Big Data Overview

Big Data provides enterprise-grade Hadoop as a service, with end-to-end security, high performance, and ease of management and upgradeability.

Big Data is an Oracle Cloud Infrastructure service designed for a diverse set of big data use cases and workloads. From short-lived clusters used to tackle specific tasks to long-lived clusters that manage large data lakes, Big Data scales to meet an organization’s requirements at a low cost and with the highest levels of security.

Big Data includes:

  • A choice of Hadoop technology stacks. You can choose to create a cluster based on either of the following:
    • A Hadoop stack that includes an installation of Oracle Distribution including Apache Hadoop (ODH). ODH includes Apache Ambari, Apache Hadoop, Apache HBase, Apache Hive, Apache Spark, and other services for working with and securing big data.

      For a detailed list of what’s in ODH, see About Oracle Distribution including Apache Hadoop (ODH).

    • A Hadoop stack that includes complete installation of the Cloudera Distribution including Apache Hadoop (CDH).

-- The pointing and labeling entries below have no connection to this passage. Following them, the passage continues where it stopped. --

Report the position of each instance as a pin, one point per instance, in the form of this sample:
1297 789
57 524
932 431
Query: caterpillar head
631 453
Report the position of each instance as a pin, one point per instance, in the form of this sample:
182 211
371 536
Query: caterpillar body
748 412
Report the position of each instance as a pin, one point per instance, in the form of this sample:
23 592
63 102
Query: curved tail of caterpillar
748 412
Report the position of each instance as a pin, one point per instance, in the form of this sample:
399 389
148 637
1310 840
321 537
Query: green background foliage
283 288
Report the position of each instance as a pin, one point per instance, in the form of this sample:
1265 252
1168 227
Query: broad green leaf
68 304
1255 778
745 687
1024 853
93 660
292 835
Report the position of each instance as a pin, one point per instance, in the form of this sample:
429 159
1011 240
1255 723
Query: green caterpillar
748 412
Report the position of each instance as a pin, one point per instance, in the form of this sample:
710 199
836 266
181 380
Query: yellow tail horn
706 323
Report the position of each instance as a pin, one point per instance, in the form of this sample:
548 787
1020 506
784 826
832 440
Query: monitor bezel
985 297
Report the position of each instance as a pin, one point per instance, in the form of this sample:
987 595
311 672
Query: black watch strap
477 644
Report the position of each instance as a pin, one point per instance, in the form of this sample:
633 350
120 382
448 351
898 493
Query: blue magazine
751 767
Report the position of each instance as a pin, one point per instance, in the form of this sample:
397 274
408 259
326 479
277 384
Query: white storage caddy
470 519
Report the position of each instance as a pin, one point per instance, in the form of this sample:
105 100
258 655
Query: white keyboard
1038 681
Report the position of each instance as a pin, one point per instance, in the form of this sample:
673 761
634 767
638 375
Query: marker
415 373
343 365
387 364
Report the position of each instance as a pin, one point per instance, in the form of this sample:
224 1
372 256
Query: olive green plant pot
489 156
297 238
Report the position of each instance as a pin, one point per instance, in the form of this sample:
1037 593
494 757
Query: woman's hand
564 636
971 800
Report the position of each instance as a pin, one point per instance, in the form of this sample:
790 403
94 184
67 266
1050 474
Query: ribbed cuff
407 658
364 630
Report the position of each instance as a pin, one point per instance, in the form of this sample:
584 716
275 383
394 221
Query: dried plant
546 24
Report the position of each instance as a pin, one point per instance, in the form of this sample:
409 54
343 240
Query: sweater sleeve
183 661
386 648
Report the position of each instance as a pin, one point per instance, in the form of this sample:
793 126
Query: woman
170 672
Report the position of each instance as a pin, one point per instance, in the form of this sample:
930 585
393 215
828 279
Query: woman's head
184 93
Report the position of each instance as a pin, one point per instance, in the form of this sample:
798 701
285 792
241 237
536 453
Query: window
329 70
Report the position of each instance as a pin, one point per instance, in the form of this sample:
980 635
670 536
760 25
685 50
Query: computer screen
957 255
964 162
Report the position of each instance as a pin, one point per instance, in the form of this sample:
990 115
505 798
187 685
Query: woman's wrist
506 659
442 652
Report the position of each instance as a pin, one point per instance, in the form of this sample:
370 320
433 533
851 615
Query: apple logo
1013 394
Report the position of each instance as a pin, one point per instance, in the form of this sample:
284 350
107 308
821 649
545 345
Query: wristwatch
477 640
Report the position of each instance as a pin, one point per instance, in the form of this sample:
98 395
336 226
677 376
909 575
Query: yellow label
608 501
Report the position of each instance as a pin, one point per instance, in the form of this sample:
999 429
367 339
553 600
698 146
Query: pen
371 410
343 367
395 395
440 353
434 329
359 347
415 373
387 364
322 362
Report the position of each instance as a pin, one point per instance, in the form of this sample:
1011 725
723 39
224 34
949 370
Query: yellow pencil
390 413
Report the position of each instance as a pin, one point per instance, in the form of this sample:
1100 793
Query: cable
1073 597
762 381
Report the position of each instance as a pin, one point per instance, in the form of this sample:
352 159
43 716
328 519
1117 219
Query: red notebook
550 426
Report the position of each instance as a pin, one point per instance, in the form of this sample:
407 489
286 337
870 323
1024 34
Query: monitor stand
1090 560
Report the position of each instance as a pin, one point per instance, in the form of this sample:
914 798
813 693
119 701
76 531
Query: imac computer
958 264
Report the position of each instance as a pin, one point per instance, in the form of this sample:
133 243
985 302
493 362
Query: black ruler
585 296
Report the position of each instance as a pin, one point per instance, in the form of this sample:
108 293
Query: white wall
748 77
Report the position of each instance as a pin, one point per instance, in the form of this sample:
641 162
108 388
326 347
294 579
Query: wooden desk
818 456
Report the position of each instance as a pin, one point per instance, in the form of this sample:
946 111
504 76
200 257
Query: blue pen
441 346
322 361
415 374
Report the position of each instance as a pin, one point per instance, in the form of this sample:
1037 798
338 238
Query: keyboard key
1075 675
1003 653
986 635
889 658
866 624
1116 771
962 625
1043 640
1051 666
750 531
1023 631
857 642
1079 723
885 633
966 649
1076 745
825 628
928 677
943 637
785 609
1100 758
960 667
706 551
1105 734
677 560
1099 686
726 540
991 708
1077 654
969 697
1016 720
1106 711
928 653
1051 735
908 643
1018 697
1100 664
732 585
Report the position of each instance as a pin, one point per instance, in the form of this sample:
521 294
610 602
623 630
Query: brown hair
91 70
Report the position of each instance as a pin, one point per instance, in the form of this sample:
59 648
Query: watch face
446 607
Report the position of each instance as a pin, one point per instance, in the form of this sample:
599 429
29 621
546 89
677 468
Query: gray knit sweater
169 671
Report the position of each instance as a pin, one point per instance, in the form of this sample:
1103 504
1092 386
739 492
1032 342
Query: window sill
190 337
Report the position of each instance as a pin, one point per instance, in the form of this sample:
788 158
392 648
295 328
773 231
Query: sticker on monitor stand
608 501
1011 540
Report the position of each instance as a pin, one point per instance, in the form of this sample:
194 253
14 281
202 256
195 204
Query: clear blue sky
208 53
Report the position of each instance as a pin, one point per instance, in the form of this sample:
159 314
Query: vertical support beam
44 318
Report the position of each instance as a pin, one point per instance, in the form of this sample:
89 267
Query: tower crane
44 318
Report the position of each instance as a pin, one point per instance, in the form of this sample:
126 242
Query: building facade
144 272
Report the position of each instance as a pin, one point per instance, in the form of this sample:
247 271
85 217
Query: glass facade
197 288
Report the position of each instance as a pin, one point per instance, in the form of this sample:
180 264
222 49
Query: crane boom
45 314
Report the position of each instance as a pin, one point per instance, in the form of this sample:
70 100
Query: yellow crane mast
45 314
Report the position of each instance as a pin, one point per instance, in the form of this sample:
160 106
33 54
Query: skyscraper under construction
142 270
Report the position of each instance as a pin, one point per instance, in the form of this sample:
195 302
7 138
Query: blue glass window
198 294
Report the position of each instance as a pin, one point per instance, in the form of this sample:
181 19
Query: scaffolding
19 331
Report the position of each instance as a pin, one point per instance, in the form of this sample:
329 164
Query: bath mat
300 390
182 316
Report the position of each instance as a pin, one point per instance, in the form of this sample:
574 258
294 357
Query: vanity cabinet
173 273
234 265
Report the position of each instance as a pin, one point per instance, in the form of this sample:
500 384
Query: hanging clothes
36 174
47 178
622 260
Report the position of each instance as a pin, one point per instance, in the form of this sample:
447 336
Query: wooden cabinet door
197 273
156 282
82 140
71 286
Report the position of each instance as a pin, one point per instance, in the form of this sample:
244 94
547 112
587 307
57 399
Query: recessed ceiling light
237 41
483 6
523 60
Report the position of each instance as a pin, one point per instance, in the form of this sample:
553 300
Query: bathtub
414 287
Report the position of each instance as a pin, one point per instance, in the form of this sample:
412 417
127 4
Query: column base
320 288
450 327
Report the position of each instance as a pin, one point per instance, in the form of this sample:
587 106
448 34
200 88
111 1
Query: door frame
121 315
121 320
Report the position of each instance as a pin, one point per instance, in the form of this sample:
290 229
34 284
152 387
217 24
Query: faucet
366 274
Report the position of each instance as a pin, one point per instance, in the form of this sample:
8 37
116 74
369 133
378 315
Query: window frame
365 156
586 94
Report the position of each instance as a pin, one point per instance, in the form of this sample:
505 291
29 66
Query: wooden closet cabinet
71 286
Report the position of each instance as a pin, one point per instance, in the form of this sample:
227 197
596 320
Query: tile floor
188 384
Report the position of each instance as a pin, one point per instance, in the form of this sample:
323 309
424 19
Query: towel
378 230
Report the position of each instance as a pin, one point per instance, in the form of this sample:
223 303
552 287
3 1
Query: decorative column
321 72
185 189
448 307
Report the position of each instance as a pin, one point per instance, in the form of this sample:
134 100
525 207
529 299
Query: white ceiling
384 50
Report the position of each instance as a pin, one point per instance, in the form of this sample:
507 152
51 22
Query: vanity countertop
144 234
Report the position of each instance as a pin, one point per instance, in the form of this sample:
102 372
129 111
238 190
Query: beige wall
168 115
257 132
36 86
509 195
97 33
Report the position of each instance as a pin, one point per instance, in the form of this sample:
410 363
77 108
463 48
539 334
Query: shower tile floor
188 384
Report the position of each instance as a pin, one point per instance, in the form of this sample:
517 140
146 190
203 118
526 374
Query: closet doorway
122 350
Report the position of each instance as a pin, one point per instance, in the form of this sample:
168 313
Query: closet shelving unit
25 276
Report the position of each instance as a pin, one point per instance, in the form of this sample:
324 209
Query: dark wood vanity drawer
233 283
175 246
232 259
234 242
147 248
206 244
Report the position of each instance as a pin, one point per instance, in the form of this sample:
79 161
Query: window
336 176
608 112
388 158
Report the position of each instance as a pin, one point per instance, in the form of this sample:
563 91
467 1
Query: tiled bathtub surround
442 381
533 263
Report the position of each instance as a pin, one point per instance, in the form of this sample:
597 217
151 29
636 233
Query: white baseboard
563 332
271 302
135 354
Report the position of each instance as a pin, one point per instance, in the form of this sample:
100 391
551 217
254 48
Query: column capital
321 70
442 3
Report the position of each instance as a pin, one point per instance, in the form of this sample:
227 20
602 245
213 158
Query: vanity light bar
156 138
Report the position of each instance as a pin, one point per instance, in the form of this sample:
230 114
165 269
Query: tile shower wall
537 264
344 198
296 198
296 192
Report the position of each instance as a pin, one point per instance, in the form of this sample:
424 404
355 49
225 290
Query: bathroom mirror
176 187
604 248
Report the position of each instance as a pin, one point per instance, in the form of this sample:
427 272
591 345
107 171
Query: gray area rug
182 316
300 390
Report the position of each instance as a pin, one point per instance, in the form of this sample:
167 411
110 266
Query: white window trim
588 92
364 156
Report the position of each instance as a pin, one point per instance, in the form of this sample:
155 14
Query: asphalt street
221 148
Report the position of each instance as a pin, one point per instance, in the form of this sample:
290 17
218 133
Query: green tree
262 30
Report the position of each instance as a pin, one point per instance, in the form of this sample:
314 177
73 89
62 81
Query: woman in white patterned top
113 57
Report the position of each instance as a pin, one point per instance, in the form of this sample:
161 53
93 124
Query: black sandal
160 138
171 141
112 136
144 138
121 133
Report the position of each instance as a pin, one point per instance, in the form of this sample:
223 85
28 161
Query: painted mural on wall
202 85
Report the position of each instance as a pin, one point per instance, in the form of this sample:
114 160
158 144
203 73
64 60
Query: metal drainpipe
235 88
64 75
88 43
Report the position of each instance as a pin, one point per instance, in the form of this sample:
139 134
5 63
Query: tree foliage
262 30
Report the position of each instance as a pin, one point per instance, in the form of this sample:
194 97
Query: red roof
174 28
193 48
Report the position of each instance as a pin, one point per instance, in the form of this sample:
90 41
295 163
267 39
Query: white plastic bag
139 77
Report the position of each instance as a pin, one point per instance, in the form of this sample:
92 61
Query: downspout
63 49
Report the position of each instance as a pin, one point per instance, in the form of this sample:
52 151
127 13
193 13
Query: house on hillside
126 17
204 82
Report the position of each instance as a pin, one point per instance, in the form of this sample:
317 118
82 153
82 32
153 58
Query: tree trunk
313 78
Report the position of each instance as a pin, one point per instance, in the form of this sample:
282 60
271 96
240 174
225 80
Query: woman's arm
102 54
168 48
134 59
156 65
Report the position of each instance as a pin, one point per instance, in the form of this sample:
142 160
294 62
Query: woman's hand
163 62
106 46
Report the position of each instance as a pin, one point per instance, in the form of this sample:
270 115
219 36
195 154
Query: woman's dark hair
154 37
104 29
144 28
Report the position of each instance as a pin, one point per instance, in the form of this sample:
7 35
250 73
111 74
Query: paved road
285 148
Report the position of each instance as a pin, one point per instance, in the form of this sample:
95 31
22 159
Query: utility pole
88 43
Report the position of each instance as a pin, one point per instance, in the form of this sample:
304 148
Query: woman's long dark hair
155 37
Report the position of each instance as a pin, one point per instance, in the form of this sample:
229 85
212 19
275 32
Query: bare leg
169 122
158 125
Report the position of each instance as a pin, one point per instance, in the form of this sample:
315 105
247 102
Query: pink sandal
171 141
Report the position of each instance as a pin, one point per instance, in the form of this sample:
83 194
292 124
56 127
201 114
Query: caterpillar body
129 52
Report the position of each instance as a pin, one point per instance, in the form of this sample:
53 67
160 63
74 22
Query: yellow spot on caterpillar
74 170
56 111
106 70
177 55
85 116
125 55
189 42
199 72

CDH includes Cloudera Manager, Apache Flume, Apache Hadoop, Apache HBase, Apache Hive, Apache Hue, Apache Kafka, Apache Pig, Apache Sentry, Apache Solr, Apache Spark, and other services for working with and securing big data.

      The current version of Big Data includes CDH 6.3.3. See CDH 6.3.3 Packaging in the "Cloudera Enterprise 6.x Release Notes" for a complete list of the included components.

  • Oracle Cloud Infrastructure features and resources, including identity management, networking, compute, storage, and monitoring.
  • A REST API for creating and managing clusters.
  • bda-oss-admin command line interface for managing storage providers.
  • odcp command line interface for copying and moving data.
    Note

    ODCP is only available in clusters that use Cloudera Distribution including Hadoop.
  • The ability to create clusters of any size, based on native Oracle Cloud Infrastructure shapes. For example, you can create small, short-lived clusters in flexible virtual environments, very large, long-running clusters on dedicated hardware, or any combination between.
  • Optional secure, high availablity (HA) clusters.
  • Oracle Cloud SQL integration, for analyzing data across Apache Hadoop, Apache Kafka, NoSQL, and object stores using Oracle SQL query language.
  • Full access to customize what is deployed on your Big Data clusters.

About Oracle Distribution including Apache Hadoop (ODH)

ODH is built from the ground up, natively integrated into Oracle's data platform. It is fully managed, with the same Hadoop components you know and build on today.

The table below lists the components included in ODH and their versions.

Component Version
Apache Ambari 2.7.5
Apache Hadoop 3.1.2
Apache HBase 2.2.6
Apache Hive 3.1.2
Apache Oozie 5.2.0
Apache Spark + HistoryServer 3.0.2
Apache Sqoop 1.4.7
Apache Tez 0.10.0
Apache Zookeeper 3.4.14

Ways to Access Big Data

You access Big Data using the Console, OCI CLI, REST APIs, or SDKs.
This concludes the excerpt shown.